The tremor from the salary scandals in the Iranian public sector unleashed recently by the disclosure of unusually high wages at state-owned banks and company executives continues to shake the socio-political psyche.

The revelations, accompanied by public indignation, have swayed the top brass to move swiftly to control the damage. Four bank chiefs were told to find another job and a government high-level meeting was held Saturday to fire more officials. One report suggested that a mass resignation of the head and executive board members of the National Development Fund of Iran -- a sovereign fund – had been the result.

The wrath is understandable.  People are wondering how public officials could enjoy fat cats dozens of times the average workers’ pay, when the country is still grappling with a painful recession that has seen paychecks and purchasing power of most workers become smaller like melting ice.

The Economy Ministry has responded by introducing new caps on payments and Vice President Eshaq Jahangiri issued a decree banning CEOs from holding two high-level jobs.

The Leader Ayatollah Seyyed Ali Khamenei has called the scandal an “assault on    values” and parliament is also considering measures with lawmakers conducting a probe of their own.     
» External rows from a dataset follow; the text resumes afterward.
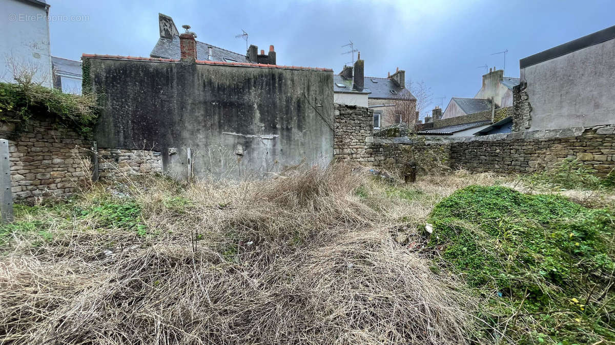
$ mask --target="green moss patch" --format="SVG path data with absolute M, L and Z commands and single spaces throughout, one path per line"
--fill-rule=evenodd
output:
M 437 261 L 488 301 L 480 316 L 520 343 L 615 339 L 615 215 L 555 195 L 470 186 L 428 222 Z

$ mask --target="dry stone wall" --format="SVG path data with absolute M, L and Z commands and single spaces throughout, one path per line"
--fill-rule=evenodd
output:
M 365 107 L 334 106 L 333 159 L 337 161 L 373 161 L 368 145 L 373 138 L 373 110 Z
M 9 140 L 14 200 L 66 197 L 90 180 L 91 141 L 44 118 L 18 127 L 19 122 L 10 119 L 0 124 L 0 137 Z M 98 155 L 101 177 L 162 172 L 160 154 L 154 151 L 99 149 Z

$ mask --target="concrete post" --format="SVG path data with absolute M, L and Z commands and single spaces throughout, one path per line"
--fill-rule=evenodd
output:
M 92 143 L 92 180 L 98 180 L 98 143 Z
M 192 181 L 192 149 L 188 147 L 187 150 L 188 153 L 188 181 Z
M 0 139 L 0 215 L 2 223 L 13 221 L 13 194 L 10 185 L 9 141 Z

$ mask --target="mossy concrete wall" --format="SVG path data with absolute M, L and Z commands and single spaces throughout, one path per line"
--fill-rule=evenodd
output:
M 100 147 L 162 152 L 164 172 L 260 177 L 333 153 L 331 71 L 84 58 Z

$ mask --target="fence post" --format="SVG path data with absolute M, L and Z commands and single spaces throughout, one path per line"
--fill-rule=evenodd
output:
M 10 185 L 9 141 L 0 139 L 0 215 L 2 223 L 13 221 L 13 193 Z
M 92 180 L 98 180 L 98 143 L 92 143 Z
M 192 181 L 192 149 L 188 148 L 188 181 Z

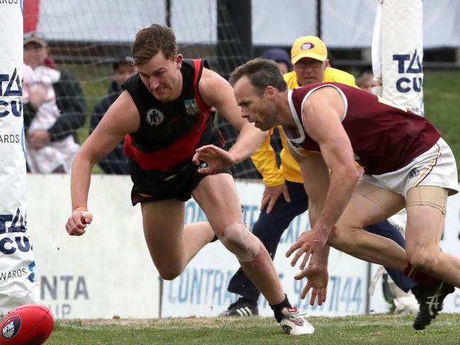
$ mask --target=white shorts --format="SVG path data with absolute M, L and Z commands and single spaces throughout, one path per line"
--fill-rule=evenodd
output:
M 459 192 L 455 158 L 442 138 L 399 170 L 381 175 L 364 174 L 360 181 L 389 189 L 404 198 L 409 189 L 417 186 L 442 187 L 449 196 Z

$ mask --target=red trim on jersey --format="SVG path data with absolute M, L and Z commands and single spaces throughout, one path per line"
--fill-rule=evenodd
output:
M 212 108 L 206 106 L 198 93 L 198 83 L 201 67 L 199 60 L 194 60 L 195 76 L 193 78 L 193 93 L 198 106 L 203 111 L 198 114 L 195 127 L 189 133 L 178 138 L 169 147 L 157 149 L 151 152 L 143 152 L 133 145 L 133 138 L 128 134 L 125 138 L 125 155 L 133 158 L 144 170 L 167 171 L 184 162 L 195 153 L 203 132 L 208 125 L 208 120 Z

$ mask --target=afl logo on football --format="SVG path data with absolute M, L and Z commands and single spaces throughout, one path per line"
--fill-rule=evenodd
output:
M 145 116 L 147 123 L 151 126 L 157 126 L 164 120 L 164 114 L 158 109 L 149 109 Z
M 413 169 L 409 173 L 409 179 L 413 179 L 415 176 L 417 176 L 420 174 L 420 171 L 417 168 Z
M 1 337 L 5 340 L 11 339 L 18 334 L 20 328 L 21 317 L 16 315 L 12 316 L 3 322 L 1 326 Z
M 311 42 L 305 42 L 302 45 L 301 45 L 301 49 L 302 50 L 308 50 L 309 49 L 313 49 L 315 45 Z

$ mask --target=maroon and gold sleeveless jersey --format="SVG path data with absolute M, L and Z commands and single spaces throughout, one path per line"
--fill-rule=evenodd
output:
M 288 99 L 296 128 L 284 127 L 296 147 L 320 151 L 305 132 L 302 105 L 315 90 L 333 86 L 344 103 L 342 124 L 349 137 L 356 161 L 365 174 L 395 171 L 432 147 L 441 133 L 424 118 L 391 105 L 381 97 L 340 83 L 321 83 L 288 91 Z

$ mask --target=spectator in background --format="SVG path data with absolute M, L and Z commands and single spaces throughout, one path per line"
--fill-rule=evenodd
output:
M 122 54 L 113 62 L 113 80 L 108 86 L 107 95 L 101 98 L 94 107 L 91 117 L 89 134 L 93 132 L 108 108 L 112 105 L 123 91 L 121 84 L 133 74 L 137 69 L 133 64 L 133 60 L 130 53 Z M 101 169 L 106 174 L 130 174 L 128 159 L 123 152 L 124 140 L 113 151 L 99 162 Z
M 44 36 L 25 35 L 27 166 L 33 173 L 68 173 L 79 148 L 77 130 L 84 124 L 85 101 L 80 82 L 50 61 Z
M 357 77 L 357 85 L 362 90 L 372 92 L 372 88 L 380 86 L 380 83 L 374 77 L 374 72 L 371 67 L 363 68 Z
M 261 57 L 274 61 L 278 64 L 279 70 L 283 74 L 292 70 L 291 57 L 288 52 L 281 48 L 271 48 L 264 50 Z

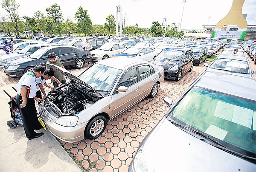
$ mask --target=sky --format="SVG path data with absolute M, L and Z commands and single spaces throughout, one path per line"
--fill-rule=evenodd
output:
M 1 0 L 1 2 L 2 0 Z M 125 16 L 125 26 L 137 24 L 143 28 L 150 28 L 153 21 L 166 24 L 180 23 L 183 3 L 182 0 L 16 0 L 19 4 L 18 14 L 20 17 L 32 17 L 34 13 L 40 10 L 45 15 L 45 9 L 56 3 L 61 7 L 66 20 L 70 17 L 73 21 L 75 14 L 79 6 L 87 10 L 94 25 L 104 24 L 107 17 L 113 14 L 116 17 L 116 6 L 120 5 L 122 15 Z M 187 0 L 184 6 L 181 29 L 202 28 L 203 25 L 215 25 L 228 13 L 233 0 Z M 247 14 L 248 25 L 256 25 L 256 0 L 245 0 L 243 14 Z M 1 10 L 0 16 L 6 15 Z

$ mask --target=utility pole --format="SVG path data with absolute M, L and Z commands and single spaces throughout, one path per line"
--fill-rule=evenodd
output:
M 182 22 L 182 17 L 183 17 L 183 12 L 184 11 L 184 7 L 185 6 L 185 3 L 187 1 L 187 0 L 183 0 L 182 3 L 184 3 L 183 5 L 183 10 L 182 10 L 182 14 L 181 15 L 181 20 L 180 20 L 180 30 L 181 28 L 181 22 Z

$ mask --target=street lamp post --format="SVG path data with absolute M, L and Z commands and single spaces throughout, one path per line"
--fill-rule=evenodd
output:
M 183 5 L 183 10 L 182 10 L 182 14 L 181 15 L 181 20 L 180 20 L 180 30 L 181 28 L 181 22 L 182 22 L 182 17 L 183 17 L 183 12 L 184 11 L 184 7 L 185 6 L 185 3 L 187 1 L 187 0 L 183 0 L 182 1 L 183 3 L 184 3 Z

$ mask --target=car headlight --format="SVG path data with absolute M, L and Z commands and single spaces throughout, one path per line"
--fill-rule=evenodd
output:
M 143 153 L 143 144 L 137 151 L 134 160 L 134 165 L 136 172 L 148 172 Z
M 13 70 L 15 69 L 17 69 L 20 67 L 20 65 L 16 65 L 15 66 L 9 66 L 7 69 L 9 70 Z
M 7 61 L 7 60 L 6 60 L 6 59 L 1 59 L 0 60 L 0 62 L 6 62 Z
M 178 70 L 178 68 L 179 67 L 177 65 L 176 65 L 175 66 L 173 66 L 172 67 L 169 68 L 169 70 Z
M 77 124 L 78 116 L 63 116 L 58 118 L 55 123 L 65 127 L 74 127 Z

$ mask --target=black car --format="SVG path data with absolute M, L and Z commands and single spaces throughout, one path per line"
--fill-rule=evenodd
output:
M 109 41 L 108 41 L 108 40 L 106 39 L 105 39 L 98 38 L 94 39 L 90 42 L 92 47 L 93 47 L 93 48 L 90 51 L 91 51 L 98 49 L 98 48 L 107 42 L 109 42 Z
M 41 48 L 28 56 L 6 63 L 3 70 L 6 75 L 15 77 L 22 76 L 36 65 L 41 65 L 45 68 L 45 64 L 48 59 L 47 55 L 52 51 L 61 58 L 65 68 L 75 66 L 81 68 L 84 67 L 84 63 L 91 59 L 89 51 L 81 51 L 66 46 L 51 46 Z
M 192 71 L 194 59 L 191 48 L 172 47 L 161 51 L 153 64 L 163 68 L 165 78 L 177 81 L 183 74 Z
M 189 46 L 188 48 L 192 48 L 194 55 L 195 56 L 195 61 L 194 65 L 200 65 L 202 61 L 205 62 L 207 59 L 207 54 L 208 50 L 207 48 L 204 45 L 195 45 Z

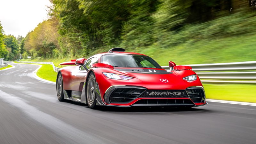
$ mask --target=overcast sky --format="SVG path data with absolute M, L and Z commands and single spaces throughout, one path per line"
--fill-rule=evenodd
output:
M 49 0 L 0 0 L 0 21 L 6 35 L 26 36 L 47 19 Z

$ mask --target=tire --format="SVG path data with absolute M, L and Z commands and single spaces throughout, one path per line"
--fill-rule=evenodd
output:
M 63 93 L 63 80 L 61 74 L 60 73 L 58 76 L 56 82 L 56 90 L 57 92 L 57 97 L 60 101 L 64 101 L 65 100 L 64 98 Z
M 90 108 L 95 109 L 96 105 L 96 80 L 93 73 L 91 73 L 86 85 L 86 97 Z

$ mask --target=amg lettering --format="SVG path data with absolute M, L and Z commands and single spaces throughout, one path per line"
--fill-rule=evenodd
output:
M 181 94 L 181 92 L 151 92 L 149 95 L 180 95 Z

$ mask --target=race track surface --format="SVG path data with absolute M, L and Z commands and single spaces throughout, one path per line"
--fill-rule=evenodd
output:
M 0 144 L 256 143 L 256 107 L 92 110 L 59 101 L 55 85 L 33 76 L 38 66 L 11 64 L 0 71 Z

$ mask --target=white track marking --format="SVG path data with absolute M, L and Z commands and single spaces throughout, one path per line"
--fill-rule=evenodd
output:
M 206 99 L 206 102 L 220 102 L 220 103 L 228 103 L 230 104 L 235 104 L 236 105 L 245 105 L 246 106 L 256 106 L 256 103 L 252 102 L 241 102 L 240 101 L 229 101 L 228 100 L 212 100 Z

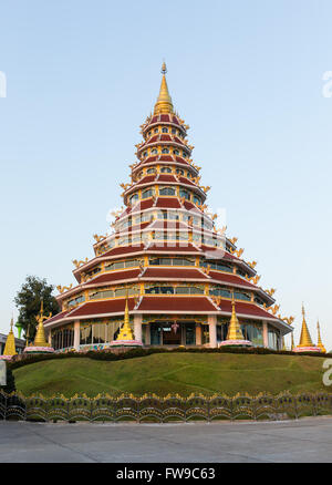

While commendable, these measures do not address the root cause of the problem which goes back to the huge role of the government in the economy. While the latest whistle-blowing is widely believed to have been engineered by the political rivals of President Hassan Rouhani, it should be seen as an opportunity by his government to tackle, once and for all, a problem it inherited from the former administration.  

Furthermore, the incident has raised some visceral issues about executive pay and income inequality. The controversy should remind us of the wider pernicious effects that income inequality can cause–while inequality is noxious in society as a whole it becomes all the more damaging when public officialdom sets the wrong example. Rouhani, who came to office on promises of fighting corruption and creating decent living conditions for the fixed-wage earners, must push ahead with the promised reforms. The president and his men are indeed cognizant of the fact that heavy state involvement in the economy will breed corruption no matter how strong the oversight and a no-nonsense ombudsman.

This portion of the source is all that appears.